Estresse – refere-se às “forças” que podem ser prejudiciais ao indivíduo e devem ser eliminadas;

Adaptação - refere-se à habilidade da pessoa para interagir; Normalidade – refere-se à definição de limites aceitáveis.

Chamando a atenção para a quantidade de discussões teóricas existentes a respeito do que é saúde, Van Hooft (1997) questiona se a continuidade de tais discussões ainda é necessária. Para o autor, distinções entre saúde como completo bem-estar e saúde como ausência de doença, assim como saúde como habilidade para lidar com os desafios da vida e saúde como aptidão física e vitalidade, têm sido amplamente discutidas e deverão continuar sendo, sem que isso implique, necessariamente, em maior empatia dos profissionais de saúde para com os pacientes.
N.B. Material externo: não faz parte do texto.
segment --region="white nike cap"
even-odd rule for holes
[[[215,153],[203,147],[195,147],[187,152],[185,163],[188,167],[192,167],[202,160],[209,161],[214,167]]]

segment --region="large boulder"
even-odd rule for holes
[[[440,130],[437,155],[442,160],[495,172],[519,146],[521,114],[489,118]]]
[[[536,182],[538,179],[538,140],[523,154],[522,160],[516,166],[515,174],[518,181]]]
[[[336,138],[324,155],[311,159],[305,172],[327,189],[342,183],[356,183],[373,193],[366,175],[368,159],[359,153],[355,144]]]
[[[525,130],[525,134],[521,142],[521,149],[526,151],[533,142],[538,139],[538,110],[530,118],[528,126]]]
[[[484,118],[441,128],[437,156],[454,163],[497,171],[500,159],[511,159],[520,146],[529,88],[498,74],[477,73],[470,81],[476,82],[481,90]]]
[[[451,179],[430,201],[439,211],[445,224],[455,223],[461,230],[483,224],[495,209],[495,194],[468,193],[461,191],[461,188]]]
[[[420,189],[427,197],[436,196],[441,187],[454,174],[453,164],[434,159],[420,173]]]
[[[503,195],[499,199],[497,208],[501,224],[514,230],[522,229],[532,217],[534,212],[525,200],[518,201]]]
Em virtude do aumento da expectativa de vida das pessoas, a incidência de doenças do envelhecimento e crônicas aumentou significativamente, o que estimulou os estudos sobre como se poderia viver bem lidando com a cronicidade. Abriu-se espaço para a atenção à influência de crenças e comportamentos sobre a saúde. Recomendações que hoje são senso comum, começaram a ser divulgadas, como, por ex., evitar as drogas, fazer exercícios físicos, regular a alimentação e evitar comportamento promíscuo (Capitão, Scortegagna & Baptista, 2005; Lyons & Chamberlain, 2005; Sebastiani, Pelicioni & Chiattoni, 2002).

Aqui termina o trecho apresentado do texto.